In Sea Gate, the ocean is visible through the ruins of several houses.

Photo by: Batya Ungar-Sargon

In Sea Gate, the ocean is visible through the ruins of several houses.

At the tip of the Coney Island Peninsula stands a gated community of mostly one and two family homes. The sprawling seaside neighborhood poses a stark contrast to that which lies “outside the gate” as residents refer to the larger Coney Island area, with its high-rises and public housing.

Census data reveal the disparity between Sea Gate and its neighbors. The population of this suburban haven is over 90 percent white, compared to the census tracts just east of it with populations that range from 30 percent to just 8 percent white. The median household income in Sea Gate is $56,000, compared to Coney Island’s overall figure of $30,000. While not everyone who lives in Sea Gate is wealthy, the community is solidly middle class, with a poverty rate around 14 percent; it’s 28 percent in the wider neighborhood. The neighborhood is patrolled by its own police, who stand guard at each of the gates.

Residents on both side of the gate say they were grateful for the Red Cross, who kept them fed in the immediate and not-so-immediate aftermath of Hurricane Sandy.

Last Wednesday, Atlantic Avenue, the southernmost street in Sea Gate, was eerily quiet. The houses directly facing the ocean have been demolished, though their foundations still stand. Through their skeletons the ocean is visible. Many are tagged with yellow signs from the city to indicate that they are uninhabitable.

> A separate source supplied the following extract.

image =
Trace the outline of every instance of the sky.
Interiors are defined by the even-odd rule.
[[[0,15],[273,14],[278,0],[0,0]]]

Noah Silecchia is a 22-year-old who has lived in Sea Gate his entire life. “What you have to understand is that everything flows to Sea Gate,” explains. “Outside the gate, when the sewers went down, they all dried out. In my house, the water was still thigh high for another 24 hours.” He was “out there” when the hurricane hit, and says he “had to literally swim up Mermaid Avenue.” Finally, he and some friends climbed up a fire escape and into a house to wait out the storm.

He recalls the chilling scene that waited for him upon his return. “My whole neighborhood, everything I’ve ever known—gone,” he says. “There were a lot of people standing, thinking, ‘What am I going to do? How do I get past this?'”

Noah is helping restore one of the shoreline homes that Sandy demolished which belongs to friends. The basement was washed away, though the foundation is visible through the wreckage.

“There was looting, too,” he reports about the immediate aftermath of the storm. “I saw 20 five people in front of a dollar store trying to break in. Keyfood got robbed. On Mermaid and West 15th I saw a lady get robbed while she was being evaluated by FEMA! But what are you going to do? The 60th Precinct was under water.” He points to the home next to the one he is renovating. “She got robbed. She didn’t board up and she got robbed.”

According to the New York Police Department, in the past month the 60th precinct has seen a 164 percent rise in burglaries and a 10 percent increase in grand larceny compared to the same period last year. Car thefts are also way up. But violent crime is down.